Implements the algorithm DIMSUM using a PySpark implementation.
This repository is built to implement the algorithm DIMSUM on a set of data containing customers interactions on products for a given web commerce.
The folder data
was implemented so to manipulate data that is used as input for the algorithm. It follows already a pre-defined schema that transforms data from Google BigQuery GA data to the specified schema (and saves results to a user input specified URI, as will further be discussed below.
The main folder of this repository is spark_jobs
where you'll find the main algorithm implemented, specifically, the file spark_jobs/neighbor.py
.
To run a neighbor job against spark using Google Dataproc, this is one example of how to do so:
gcloud dataproc jobs submit pyspark \
--cluster=test3 \
--properties=spark.hadoop.fs.s3n.awsAccessKeyId=<key>,spark.hadoop.fs.s3n.awsSecretAccessKey=<secret> \
--py-files=base.py,factory.py,neighbor.py \
--bucket=lbanor \
run_marreco.py -- \
--days_init=7 \
--days_end=3 \
--source_uri=gs://lbanor/pyspark/datajet/dt={}/*.gz \
--inter_uri=gs://lbanor/pyspark/marreco/neighbor/intermediate/{} \
--threshold=0.1 \
--force=no \
--decay=0.03 \
--w_browse=0.5 \
--w_purchase=6.0 \
--neighbor_uri=s3n://gfg-reco/similarities_matrix/ \
--algorithm=neighbor
In this example, notice the source_uri
is a template for where to get datajet data from. The {}
is
later used for string formatting in python (where the date is set).
Next we have inter_uri
and this is where intermediary results are saved. By intermediary results, this means
the result of the pre-processing that each algorithm applies on datajet data to get its input schema setup for
later usage.
Finally we have the neighbor_uri
and that's where we save the final results. The example shown above contains values
that we used in our own production environment. Please change them accordingly to your infrastructure.
For the top_seller
algorithm, here follows an example:
gcloud dataproc jobs submit pyspark --cluster=test3 \
--properties=spark.hadoop.fs.s3n.awsAccessKeyId=<key>,spark.hadoop.fs.s3n.awsSecretAccessKey=<secret> \
--py-files=base.py,factory.py,top_seller.py \
--bucket=lbanor \
run_marreco.py -- \
--days_init=7 \
--days_end=3 \
--source_uri=gs://lbanor/pyspark/datajet/dt={}/*.gz \
--inter_uri=gs://lbanor/pyspark/marreco/top_seller/intermediate/{} \
--force=no \
--top_seller_uri=s3n://gfg-reco/top_seller_array/ \
--algorithm=top_seller
To get access for the help menu, you can run:
python run_marreco.py -h
And for information about each algorithm, you can run (replace "neighbor" with any other available algorithm you desire):
python run_marreco.py --algorithm=neighbor -h
Examples of running each algorithm can be found in the folder bin
such as the file bin/dataproc_neighbor.sh
.
For the neighborhood algorithm, you can send the parameter threshold
which sets from which number the similarities should converge to real values with given probability. For instance, if you choose threshold=0.1
, then everything above this value will be guaranteed to converge to real value with given probability and with a given relative error. The trade-off is that less computing resources is required to run the job.
Main dependecies are:
- pyspark with spark installed and ready to receive jobs.
- Jinja2
- Numpy (for unit test)
- pytest, pytest-cov and mock
There are two types of tests in this project, unit and system. To run the latter, it's required to have a local spark cluster running in order to receive the jobs.

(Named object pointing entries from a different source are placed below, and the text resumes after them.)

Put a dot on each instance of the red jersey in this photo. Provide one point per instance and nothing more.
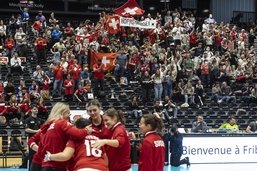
(87, 157)
(40, 43)
(55, 139)
(68, 31)
(152, 153)
(46, 84)
(58, 73)
(122, 152)
(75, 71)
(24, 107)
(3, 109)
(34, 140)
(68, 87)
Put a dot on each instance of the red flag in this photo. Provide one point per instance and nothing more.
(130, 8)
(90, 37)
(112, 24)
(108, 60)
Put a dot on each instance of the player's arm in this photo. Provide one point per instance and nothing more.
(65, 155)
(100, 143)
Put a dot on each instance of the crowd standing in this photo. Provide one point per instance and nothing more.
(178, 62)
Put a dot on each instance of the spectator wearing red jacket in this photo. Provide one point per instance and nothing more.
(58, 79)
(98, 70)
(152, 152)
(84, 155)
(13, 108)
(40, 46)
(10, 46)
(68, 84)
(75, 71)
(118, 147)
(33, 144)
(68, 31)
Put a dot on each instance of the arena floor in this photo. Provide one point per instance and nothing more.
(194, 167)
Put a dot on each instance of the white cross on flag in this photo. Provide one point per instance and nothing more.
(112, 24)
(130, 8)
(108, 60)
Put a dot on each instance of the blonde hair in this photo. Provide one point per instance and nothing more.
(57, 111)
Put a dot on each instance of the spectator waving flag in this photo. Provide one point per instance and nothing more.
(92, 37)
(112, 24)
(108, 60)
(129, 9)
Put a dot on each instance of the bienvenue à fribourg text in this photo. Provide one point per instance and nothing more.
(132, 22)
(245, 149)
(26, 5)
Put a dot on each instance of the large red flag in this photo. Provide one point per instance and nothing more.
(112, 24)
(108, 60)
(130, 8)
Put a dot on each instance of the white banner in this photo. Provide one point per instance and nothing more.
(131, 22)
(220, 149)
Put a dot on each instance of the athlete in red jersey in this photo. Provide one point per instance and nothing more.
(33, 144)
(118, 146)
(84, 155)
(57, 135)
(152, 152)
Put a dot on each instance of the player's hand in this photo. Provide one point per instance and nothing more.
(98, 144)
(89, 129)
(47, 156)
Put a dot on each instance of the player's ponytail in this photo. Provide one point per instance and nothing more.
(114, 113)
(155, 121)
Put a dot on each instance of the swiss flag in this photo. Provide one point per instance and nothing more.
(112, 24)
(108, 60)
(130, 8)
(90, 37)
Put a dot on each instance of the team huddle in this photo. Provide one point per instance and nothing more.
(100, 143)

To run unit testing, go to main folder and run:
py.test tests/unit/ --quiet --cov=.
For integration testing, it's required to run each test separately so to not have spark conflicts:
py.test tests/system/spark_jobs/test_neighbor.py --quiet --cov=. --cov-fail-under=100
Or for top seller:
py.test tests/system/spark_jobs/test_top_seller.py --quiet --cov=. --cov-fail-under=100
Notice the integration tests will take much longer as it initializes a spark context for the tests.